By Matthew Sorenson
What does great customer service mean to you? Can you recall a time where you received good service? What was the issue at hand? How quickly and efficiently was the problem resolved? Did you feel more at ease when it was all said and done? We all have different expectations for what we consider to be great customer service.
Despite only having worked in the IT industry for less than a month, I can already see that dedication to providing excellent customer service can have a profound impact on a business. Like most IT managed services providers, here at DirectNetworks, Inc. we have engineers who use their technical knowledge to install and integrate all of our products. However, we also have a great sales and marketing support network of people who act as liaisons to our clients. Our team really takes the time to get to know each and every one of our customers while understanding just exactly what their needs are.
What makes our company unique in my eyes is that each and every one of us shows the same dedication towards customer service.
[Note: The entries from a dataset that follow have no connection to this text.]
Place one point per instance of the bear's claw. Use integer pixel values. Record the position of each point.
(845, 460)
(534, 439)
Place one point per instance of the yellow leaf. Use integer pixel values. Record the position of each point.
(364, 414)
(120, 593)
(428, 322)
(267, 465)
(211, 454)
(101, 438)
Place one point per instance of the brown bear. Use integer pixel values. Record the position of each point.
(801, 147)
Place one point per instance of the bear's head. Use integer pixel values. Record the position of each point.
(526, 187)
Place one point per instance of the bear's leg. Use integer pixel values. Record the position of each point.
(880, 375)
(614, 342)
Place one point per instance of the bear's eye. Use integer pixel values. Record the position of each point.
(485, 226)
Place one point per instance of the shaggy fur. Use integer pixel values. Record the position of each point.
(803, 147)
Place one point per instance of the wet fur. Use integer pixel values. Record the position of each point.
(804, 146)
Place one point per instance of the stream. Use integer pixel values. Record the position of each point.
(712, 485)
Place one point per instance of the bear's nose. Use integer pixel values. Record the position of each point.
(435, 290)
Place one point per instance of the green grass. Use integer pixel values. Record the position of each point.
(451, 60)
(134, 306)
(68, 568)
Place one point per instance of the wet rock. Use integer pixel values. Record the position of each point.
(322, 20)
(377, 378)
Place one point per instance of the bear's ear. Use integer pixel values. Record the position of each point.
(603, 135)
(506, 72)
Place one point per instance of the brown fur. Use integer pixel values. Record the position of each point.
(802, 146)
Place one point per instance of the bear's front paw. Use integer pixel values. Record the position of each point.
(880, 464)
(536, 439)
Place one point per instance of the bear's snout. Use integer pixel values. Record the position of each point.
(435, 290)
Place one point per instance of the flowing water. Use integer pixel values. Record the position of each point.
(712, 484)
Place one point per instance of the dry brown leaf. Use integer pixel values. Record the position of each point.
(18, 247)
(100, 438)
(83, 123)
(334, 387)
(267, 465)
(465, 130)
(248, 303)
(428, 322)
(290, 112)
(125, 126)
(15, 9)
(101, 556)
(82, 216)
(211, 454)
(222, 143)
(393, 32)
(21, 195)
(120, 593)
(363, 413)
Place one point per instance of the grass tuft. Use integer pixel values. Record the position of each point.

Even though we all have our strengths and weaknesses, things we know (or don't know very well), and varying levels of experience, we still all interact with our customers with utmost professionalism and courteousness, with a strong willingness and passion to help others regardless of the situation.
Looking back on some of my past work-related experiences, I now realize just how customer service can be overlooked sometimes. Mass layoffs of people in support positions have become quite common. Oftentimes these people are the first to go during tough economic times. This is because so many organizations are so production oriented that there is a lot of pressure to generate sales. They think; "well if we aren't selling then we don't need as many service people."
It is important to be wary of this mindset. Although it can be true to some extent, oftentimes an instance of great customer service can lead to a potential sale down the road. For example, I recently had an appointment with my local insurance agent. There was an older lady who came in who was very upset with her current agent (with a competitor). The agent went through her process to evaluate her risk in an attempt to provide her with the best possible coverage that she could afford. Unfortunately, the quote was way out of her price range. The agent then proceeded to Google Search other reputable agents in the area (with her current company) that she could potentially transfer to and sent her off with a short list of names and numbers.
Despite a sale not being made, it was clear that a tremendous impact was made by going above and beyond to help this woman. The agent understood how this small act of kindness now could translate into something great down the road. There is a very good chance that this lady will remember her experience and the high level of customer service that she received. Maybe down the road she will decide to make the switch. Maybe she will tell her friends and family and generate one, two, or maybe even three referrals... who knows?
So remember that in order to provide exceptional customer service, we need to be helpful even if there is no immediate profit. Sometimes it's the little things that can ultimately reap the biggest rewards down the road.